引き出物として寄り添う新郎新婦のスナップが焼き付けられた
絵皿を持ち帰らされた。
オフィスを席巻した黒坂旋風も式を挙げてしまえばたちまち沈静化し、
日常のひだに埋もれた。
新婚と認識していても職場では単体で活動しているので
それまでの平素と何ら変わりばえしない。
アーミッシュ黒坂はやはりアーミッシュ黒坂だった。
それでも以前より会話を交わしやすくなった変化は感じられた。



「今夜、うちへ来ないか?」帰り支度を始めたころ、黒坂さんが
ぼくと山田に声をかけた。
「ええ?勘弁してくださいよ」退け腰に応え、山田はぼくを見た。
ぼくだって16歳の新妻がいる新婚家庭に邪魔する野暮ではない。
「うちの奥さんが食べ物を振る舞うからさ」黒坂さんは譲らない。
山田は辟易した様子でぼくを窺う。逃げられないと思った。
「じゃ、折角だから」
ぼくらは少しばかりの興味と多分に居心地の悪さを感じながら
黒坂さんの家庭を訪れた。
「もう少ししたら新築マンションに移るんだけどね」小さなテラスハウス
現在の住まいを見上げて黒坂さんは言った。
「ただいま」ドアを開けると奥からパタパタというスリッパの音を響かせて
奥さんが小走りにくる。
「のかえんなたーい」そう聞こえた。ぼくと山田は背中のむしずを押しなだめて
「お邪魔しますぅ」黒坂さんに続いてドアをくぐった。
「いだったーい」そう聞こえた。鼻炎持ちなのだろうか。
玄関先で出迎える新妻は相変わらずのタイニイサイズだった。
「どうどー」奥へ招き入れる。ぼくと山田は苦い顔をして従った。
「楽にしてよ」見ると黒坂さんは真っ赤なキャプテンサンタの
スウェットに着替えていた。
なんだかひどく決まりが悪い。
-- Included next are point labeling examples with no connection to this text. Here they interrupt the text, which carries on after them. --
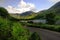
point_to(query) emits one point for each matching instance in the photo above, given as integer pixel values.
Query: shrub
(34, 36)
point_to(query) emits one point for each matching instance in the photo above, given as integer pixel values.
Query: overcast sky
(19, 6)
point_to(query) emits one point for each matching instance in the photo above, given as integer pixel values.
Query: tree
(50, 18)
(3, 12)
(34, 36)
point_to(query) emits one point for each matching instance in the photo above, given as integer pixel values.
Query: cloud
(54, 1)
(22, 7)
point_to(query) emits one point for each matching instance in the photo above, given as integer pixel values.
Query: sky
(20, 6)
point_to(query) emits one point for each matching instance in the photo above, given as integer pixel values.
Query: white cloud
(22, 7)
(54, 1)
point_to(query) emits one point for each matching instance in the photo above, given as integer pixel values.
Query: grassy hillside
(10, 29)
(32, 15)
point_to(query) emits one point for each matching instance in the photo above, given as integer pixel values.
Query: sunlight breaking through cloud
(54, 1)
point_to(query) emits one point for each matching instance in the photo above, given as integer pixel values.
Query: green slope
(11, 30)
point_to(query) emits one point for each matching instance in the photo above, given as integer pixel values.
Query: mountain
(54, 9)
(26, 13)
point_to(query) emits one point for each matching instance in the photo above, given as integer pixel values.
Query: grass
(45, 26)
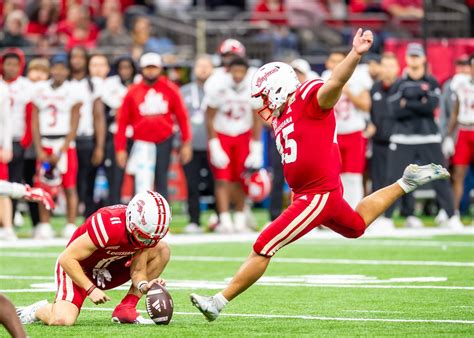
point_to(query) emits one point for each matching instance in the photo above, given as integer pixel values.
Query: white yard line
(185, 239)
(279, 260)
(308, 317)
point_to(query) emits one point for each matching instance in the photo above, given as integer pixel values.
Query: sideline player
(234, 140)
(305, 128)
(8, 316)
(114, 245)
(462, 117)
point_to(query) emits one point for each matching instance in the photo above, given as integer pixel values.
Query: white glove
(219, 158)
(448, 147)
(255, 158)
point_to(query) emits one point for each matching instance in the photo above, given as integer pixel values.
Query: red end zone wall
(441, 54)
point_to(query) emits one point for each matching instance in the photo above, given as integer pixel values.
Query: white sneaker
(27, 314)
(240, 222)
(8, 234)
(43, 231)
(69, 230)
(207, 306)
(213, 222)
(18, 219)
(415, 176)
(442, 217)
(414, 222)
(383, 225)
(453, 223)
(193, 228)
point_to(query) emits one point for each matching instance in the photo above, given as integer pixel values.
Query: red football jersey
(306, 139)
(106, 228)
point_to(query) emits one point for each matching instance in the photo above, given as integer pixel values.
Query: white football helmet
(273, 82)
(148, 217)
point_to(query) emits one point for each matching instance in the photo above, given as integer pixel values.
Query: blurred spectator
(193, 95)
(303, 70)
(113, 91)
(108, 8)
(351, 116)
(99, 66)
(416, 137)
(151, 107)
(462, 119)
(55, 117)
(90, 139)
(143, 42)
(6, 213)
(270, 16)
(383, 120)
(44, 15)
(447, 99)
(404, 9)
(14, 30)
(37, 71)
(20, 96)
(114, 34)
(364, 6)
(234, 139)
(77, 28)
(374, 66)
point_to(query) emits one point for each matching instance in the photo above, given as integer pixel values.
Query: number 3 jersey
(54, 107)
(106, 228)
(306, 139)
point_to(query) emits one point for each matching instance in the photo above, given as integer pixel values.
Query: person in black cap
(416, 137)
(113, 91)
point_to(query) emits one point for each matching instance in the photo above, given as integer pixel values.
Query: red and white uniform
(5, 129)
(307, 141)
(463, 86)
(90, 90)
(19, 92)
(233, 121)
(151, 111)
(351, 122)
(54, 109)
(109, 266)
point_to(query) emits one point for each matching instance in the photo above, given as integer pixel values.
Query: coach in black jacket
(415, 137)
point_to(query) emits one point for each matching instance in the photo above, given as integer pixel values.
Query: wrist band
(89, 290)
(140, 285)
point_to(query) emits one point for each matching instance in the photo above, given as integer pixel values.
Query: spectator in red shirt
(404, 9)
(150, 107)
(43, 15)
(77, 29)
(272, 11)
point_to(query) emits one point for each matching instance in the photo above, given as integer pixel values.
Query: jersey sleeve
(101, 230)
(308, 93)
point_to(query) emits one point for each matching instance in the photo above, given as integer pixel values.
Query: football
(159, 305)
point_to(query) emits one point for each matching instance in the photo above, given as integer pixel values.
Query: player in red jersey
(114, 245)
(305, 131)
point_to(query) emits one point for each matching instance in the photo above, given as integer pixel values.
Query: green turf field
(331, 287)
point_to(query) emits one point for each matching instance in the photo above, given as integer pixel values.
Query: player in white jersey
(351, 115)
(462, 119)
(5, 157)
(234, 138)
(19, 97)
(91, 133)
(55, 117)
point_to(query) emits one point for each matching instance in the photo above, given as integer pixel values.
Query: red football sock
(130, 299)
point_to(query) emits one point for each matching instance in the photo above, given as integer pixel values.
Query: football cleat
(27, 315)
(128, 314)
(207, 306)
(415, 176)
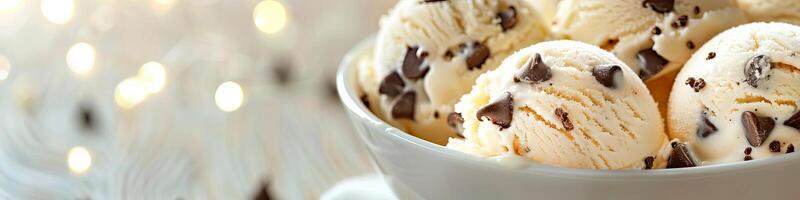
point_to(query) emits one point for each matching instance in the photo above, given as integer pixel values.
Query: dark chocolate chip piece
(656, 31)
(680, 157)
(793, 121)
(757, 129)
(534, 71)
(499, 112)
(477, 54)
(414, 65)
(648, 162)
(705, 127)
(660, 6)
(696, 83)
(508, 18)
(711, 55)
(650, 63)
(404, 105)
(456, 121)
(392, 85)
(775, 146)
(607, 74)
(756, 69)
(564, 118)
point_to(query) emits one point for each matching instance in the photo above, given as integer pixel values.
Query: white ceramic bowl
(415, 168)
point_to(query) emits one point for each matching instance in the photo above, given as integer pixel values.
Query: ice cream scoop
(737, 97)
(564, 103)
(429, 52)
(772, 10)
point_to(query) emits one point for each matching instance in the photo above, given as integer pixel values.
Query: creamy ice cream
(737, 97)
(429, 52)
(564, 103)
(653, 37)
(772, 10)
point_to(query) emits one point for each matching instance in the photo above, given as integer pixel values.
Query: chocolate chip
(500, 112)
(404, 105)
(648, 162)
(650, 63)
(793, 121)
(508, 18)
(564, 118)
(680, 157)
(757, 129)
(756, 69)
(711, 55)
(414, 65)
(477, 54)
(455, 121)
(660, 6)
(656, 31)
(86, 116)
(392, 85)
(775, 146)
(534, 71)
(683, 20)
(607, 75)
(705, 127)
(696, 83)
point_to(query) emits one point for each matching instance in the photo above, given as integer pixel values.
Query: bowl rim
(349, 96)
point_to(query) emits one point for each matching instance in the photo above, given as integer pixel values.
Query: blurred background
(177, 99)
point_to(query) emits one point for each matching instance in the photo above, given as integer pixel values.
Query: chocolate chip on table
(404, 105)
(711, 55)
(477, 54)
(650, 63)
(499, 112)
(656, 31)
(660, 6)
(648, 162)
(414, 65)
(456, 121)
(508, 18)
(775, 146)
(391, 85)
(757, 128)
(534, 71)
(605, 74)
(705, 127)
(564, 118)
(756, 69)
(680, 157)
(793, 121)
(696, 83)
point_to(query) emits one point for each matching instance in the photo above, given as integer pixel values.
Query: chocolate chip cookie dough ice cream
(653, 37)
(429, 52)
(772, 10)
(737, 97)
(567, 104)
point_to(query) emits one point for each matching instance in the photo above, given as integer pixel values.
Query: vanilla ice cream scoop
(772, 10)
(564, 103)
(737, 97)
(429, 52)
(653, 37)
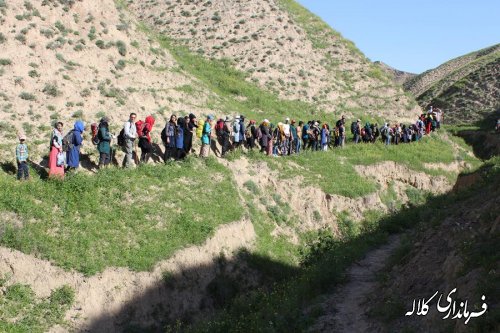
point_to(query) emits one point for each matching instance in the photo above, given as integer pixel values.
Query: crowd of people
(178, 134)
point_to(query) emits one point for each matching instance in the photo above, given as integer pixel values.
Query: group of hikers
(178, 134)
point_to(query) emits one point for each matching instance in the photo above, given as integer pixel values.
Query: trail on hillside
(345, 309)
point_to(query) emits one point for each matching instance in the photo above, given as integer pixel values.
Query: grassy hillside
(156, 229)
(137, 219)
(118, 218)
(466, 88)
(282, 48)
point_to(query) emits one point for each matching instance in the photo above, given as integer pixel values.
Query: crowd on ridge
(284, 138)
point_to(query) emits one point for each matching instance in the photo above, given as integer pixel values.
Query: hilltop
(465, 88)
(69, 60)
(400, 77)
(244, 243)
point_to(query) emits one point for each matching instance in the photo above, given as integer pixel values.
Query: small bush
(85, 92)
(77, 114)
(21, 38)
(27, 96)
(51, 89)
(92, 33)
(122, 48)
(33, 73)
(100, 44)
(252, 187)
(120, 65)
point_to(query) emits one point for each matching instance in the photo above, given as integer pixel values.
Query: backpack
(163, 135)
(139, 125)
(354, 127)
(258, 133)
(121, 138)
(68, 141)
(219, 127)
(95, 133)
(199, 129)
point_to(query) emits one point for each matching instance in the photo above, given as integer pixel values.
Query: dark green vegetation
(280, 308)
(31, 313)
(118, 217)
(464, 222)
(235, 92)
(334, 171)
(467, 88)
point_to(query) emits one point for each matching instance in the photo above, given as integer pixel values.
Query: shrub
(122, 48)
(120, 65)
(33, 73)
(100, 44)
(50, 89)
(91, 34)
(85, 92)
(77, 114)
(27, 96)
(21, 38)
(48, 33)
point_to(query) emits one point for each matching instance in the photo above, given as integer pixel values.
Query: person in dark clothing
(251, 134)
(190, 128)
(226, 134)
(104, 146)
(145, 140)
(266, 136)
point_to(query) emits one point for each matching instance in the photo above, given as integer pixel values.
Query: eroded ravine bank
(187, 286)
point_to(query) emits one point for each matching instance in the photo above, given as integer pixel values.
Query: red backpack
(139, 125)
(95, 133)
(219, 127)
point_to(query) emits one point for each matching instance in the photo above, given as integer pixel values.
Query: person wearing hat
(22, 158)
(56, 155)
(190, 128)
(73, 154)
(287, 137)
(293, 138)
(357, 131)
(236, 132)
(299, 137)
(104, 145)
(206, 136)
(251, 134)
(225, 135)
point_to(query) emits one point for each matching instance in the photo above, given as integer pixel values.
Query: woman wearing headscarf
(104, 145)
(324, 137)
(171, 131)
(190, 128)
(145, 139)
(73, 155)
(179, 139)
(56, 168)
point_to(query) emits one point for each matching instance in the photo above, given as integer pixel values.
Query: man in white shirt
(130, 134)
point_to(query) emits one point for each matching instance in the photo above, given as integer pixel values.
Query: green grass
(122, 218)
(236, 94)
(22, 311)
(334, 172)
(281, 307)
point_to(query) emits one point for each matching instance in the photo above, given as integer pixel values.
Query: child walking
(22, 159)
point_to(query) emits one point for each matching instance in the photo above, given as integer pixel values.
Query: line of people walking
(178, 135)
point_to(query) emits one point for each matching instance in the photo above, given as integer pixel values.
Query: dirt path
(345, 309)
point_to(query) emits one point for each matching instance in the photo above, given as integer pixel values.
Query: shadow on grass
(194, 293)
(253, 293)
(485, 142)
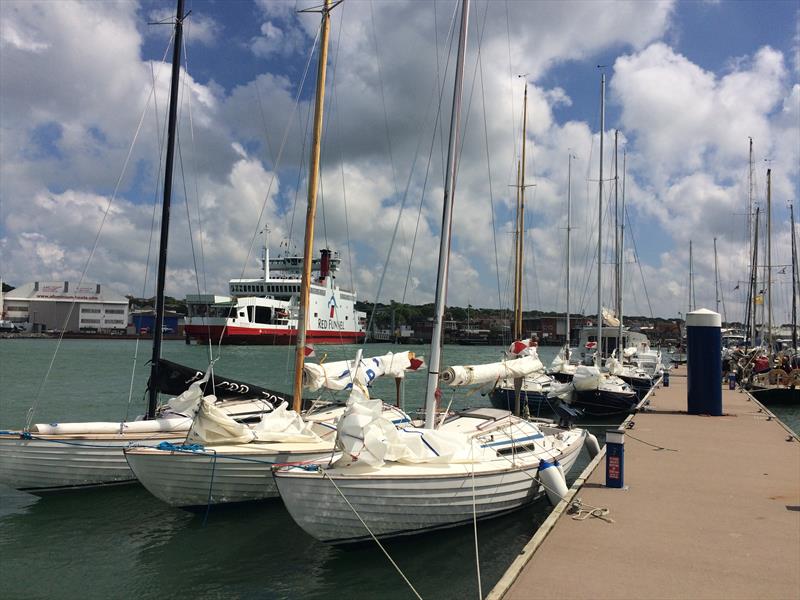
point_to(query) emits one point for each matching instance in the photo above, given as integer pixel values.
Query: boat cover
(174, 379)
(477, 374)
(367, 437)
(339, 375)
(213, 426)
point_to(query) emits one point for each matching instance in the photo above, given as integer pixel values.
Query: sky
(83, 96)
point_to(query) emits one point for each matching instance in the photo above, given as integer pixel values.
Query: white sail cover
(561, 364)
(586, 378)
(339, 375)
(613, 366)
(515, 368)
(168, 424)
(609, 318)
(284, 425)
(366, 437)
(213, 426)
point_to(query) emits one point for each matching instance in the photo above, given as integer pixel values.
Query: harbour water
(123, 543)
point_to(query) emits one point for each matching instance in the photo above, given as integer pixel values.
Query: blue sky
(688, 82)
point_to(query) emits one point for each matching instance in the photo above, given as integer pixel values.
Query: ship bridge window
(198, 310)
(222, 312)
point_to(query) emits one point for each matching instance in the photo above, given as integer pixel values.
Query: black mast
(751, 301)
(162, 253)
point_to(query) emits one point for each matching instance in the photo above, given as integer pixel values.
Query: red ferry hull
(204, 334)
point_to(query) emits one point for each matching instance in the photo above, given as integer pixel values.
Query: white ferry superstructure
(265, 310)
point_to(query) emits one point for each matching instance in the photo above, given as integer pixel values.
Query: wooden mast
(769, 259)
(152, 402)
(517, 327)
(311, 211)
(795, 281)
(598, 355)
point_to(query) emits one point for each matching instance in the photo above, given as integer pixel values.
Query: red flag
(517, 347)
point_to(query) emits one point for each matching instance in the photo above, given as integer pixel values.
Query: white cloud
(65, 136)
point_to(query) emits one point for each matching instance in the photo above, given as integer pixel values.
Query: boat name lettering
(330, 324)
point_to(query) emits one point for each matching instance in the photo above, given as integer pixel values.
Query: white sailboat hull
(404, 499)
(221, 474)
(86, 454)
(50, 462)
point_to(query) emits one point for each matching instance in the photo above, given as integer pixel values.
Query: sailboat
(528, 393)
(56, 456)
(562, 369)
(779, 379)
(475, 464)
(226, 462)
(599, 393)
(620, 363)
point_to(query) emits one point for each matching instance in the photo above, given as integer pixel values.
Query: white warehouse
(63, 305)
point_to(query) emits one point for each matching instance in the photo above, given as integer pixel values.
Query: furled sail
(367, 437)
(339, 375)
(174, 379)
(492, 372)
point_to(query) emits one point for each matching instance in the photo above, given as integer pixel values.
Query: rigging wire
(184, 96)
(276, 167)
(489, 173)
(37, 398)
(394, 233)
(341, 156)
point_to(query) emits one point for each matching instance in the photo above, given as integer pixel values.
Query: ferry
(265, 310)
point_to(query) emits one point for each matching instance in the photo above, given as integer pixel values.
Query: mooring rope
(383, 549)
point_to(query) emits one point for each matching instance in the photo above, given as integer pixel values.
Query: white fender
(553, 481)
(592, 445)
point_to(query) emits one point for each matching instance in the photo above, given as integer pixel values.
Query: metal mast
(152, 403)
(311, 211)
(447, 217)
(598, 355)
(716, 275)
(691, 279)
(621, 252)
(569, 230)
(753, 300)
(521, 225)
(769, 258)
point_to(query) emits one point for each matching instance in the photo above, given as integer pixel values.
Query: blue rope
(210, 485)
(170, 447)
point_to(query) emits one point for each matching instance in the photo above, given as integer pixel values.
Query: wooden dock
(711, 509)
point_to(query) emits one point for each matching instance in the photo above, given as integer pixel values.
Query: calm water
(123, 543)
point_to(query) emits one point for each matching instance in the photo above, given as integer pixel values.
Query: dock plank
(716, 514)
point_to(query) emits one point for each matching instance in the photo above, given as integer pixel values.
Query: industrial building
(44, 306)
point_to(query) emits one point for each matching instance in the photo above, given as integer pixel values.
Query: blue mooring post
(615, 457)
(732, 380)
(704, 363)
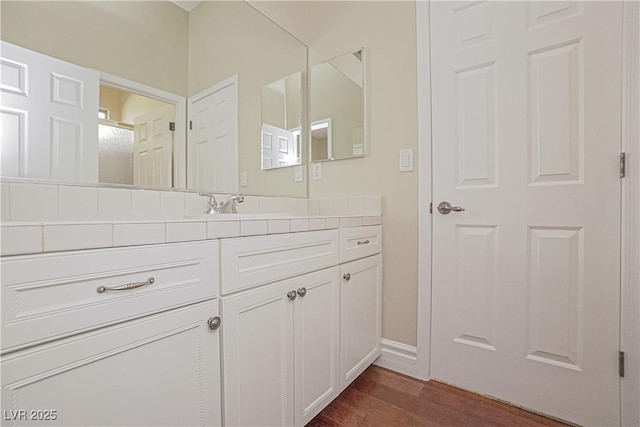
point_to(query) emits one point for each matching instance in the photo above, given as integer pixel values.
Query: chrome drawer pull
(150, 280)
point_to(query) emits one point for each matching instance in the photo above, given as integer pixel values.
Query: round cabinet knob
(214, 323)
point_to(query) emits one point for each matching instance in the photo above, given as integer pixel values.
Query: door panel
(49, 117)
(213, 139)
(526, 138)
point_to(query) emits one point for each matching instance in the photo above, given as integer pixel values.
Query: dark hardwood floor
(380, 397)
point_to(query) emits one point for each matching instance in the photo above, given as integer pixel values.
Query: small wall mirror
(337, 108)
(281, 122)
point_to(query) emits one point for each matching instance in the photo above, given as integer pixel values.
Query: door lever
(445, 207)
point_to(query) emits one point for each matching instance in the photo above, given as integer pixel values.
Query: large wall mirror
(194, 115)
(336, 106)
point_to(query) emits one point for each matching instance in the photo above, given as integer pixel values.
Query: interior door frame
(180, 133)
(630, 210)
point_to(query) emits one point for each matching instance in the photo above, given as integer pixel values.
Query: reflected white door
(212, 146)
(278, 147)
(48, 117)
(526, 138)
(153, 148)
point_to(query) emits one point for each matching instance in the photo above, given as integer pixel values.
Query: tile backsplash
(50, 202)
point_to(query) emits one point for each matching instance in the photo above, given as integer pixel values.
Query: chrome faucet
(229, 205)
(213, 203)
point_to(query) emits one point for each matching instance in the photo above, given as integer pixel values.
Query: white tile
(314, 207)
(17, 240)
(5, 201)
(317, 224)
(145, 204)
(332, 222)
(114, 203)
(77, 236)
(341, 206)
(251, 204)
(356, 205)
(253, 228)
(345, 222)
(356, 221)
(33, 202)
(266, 205)
(77, 203)
(298, 225)
(185, 231)
(279, 205)
(222, 229)
(302, 207)
(326, 206)
(172, 204)
(372, 205)
(138, 233)
(195, 204)
(276, 226)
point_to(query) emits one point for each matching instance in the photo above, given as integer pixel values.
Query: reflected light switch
(406, 160)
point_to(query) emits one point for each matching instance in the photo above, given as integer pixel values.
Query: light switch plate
(406, 160)
(317, 172)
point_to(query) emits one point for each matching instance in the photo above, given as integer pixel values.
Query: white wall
(387, 31)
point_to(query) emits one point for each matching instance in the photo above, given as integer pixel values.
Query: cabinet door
(161, 370)
(317, 342)
(258, 357)
(360, 316)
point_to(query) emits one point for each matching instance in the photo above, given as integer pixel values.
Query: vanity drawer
(55, 295)
(252, 261)
(360, 242)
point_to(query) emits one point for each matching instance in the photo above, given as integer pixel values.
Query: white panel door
(153, 148)
(48, 116)
(258, 357)
(161, 370)
(212, 144)
(526, 138)
(317, 342)
(278, 147)
(360, 316)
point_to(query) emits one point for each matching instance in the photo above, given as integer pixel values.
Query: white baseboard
(398, 357)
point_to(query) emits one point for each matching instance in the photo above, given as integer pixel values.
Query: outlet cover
(406, 160)
(316, 175)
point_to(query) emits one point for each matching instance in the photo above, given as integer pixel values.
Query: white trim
(424, 191)
(398, 357)
(630, 244)
(180, 134)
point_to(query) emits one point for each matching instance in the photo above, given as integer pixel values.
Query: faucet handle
(213, 203)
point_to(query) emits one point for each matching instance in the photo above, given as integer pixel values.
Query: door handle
(445, 207)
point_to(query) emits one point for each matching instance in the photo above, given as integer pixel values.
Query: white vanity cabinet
(360, 301)
(281, 351)
(76, 351)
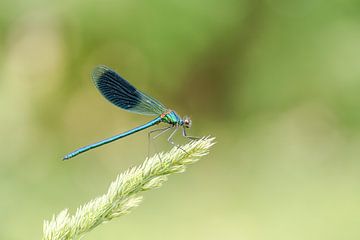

ぼくらは所在なくてテーブルについた。
「うちの奥さん、料理勉強中なんだよ」相好を崩しながら黒坂さん。
「そっすか」勢いなく山田。
「おばたてしましたー」そう聞こえた。その声の方を見て
ぼくも山田もたじろいだ。
奥さんは西瓜半分ほどのボウルいっぱいにゆで卵を入れて
キッチンから出てきた。
「すごいだろ。やっとひびを入れないで茹でられるようになったんだぞ」
誘いをかけたときの黒坂さんの言葉を反芻した。
『うちの奥さんが食べ物を振る舞うからさ』
食べ物…食べ物…食べられるもの。そういうことか。
新婚夫婦はゆで卵を頬張りながら、ひとしきり相和しの様相なのだ。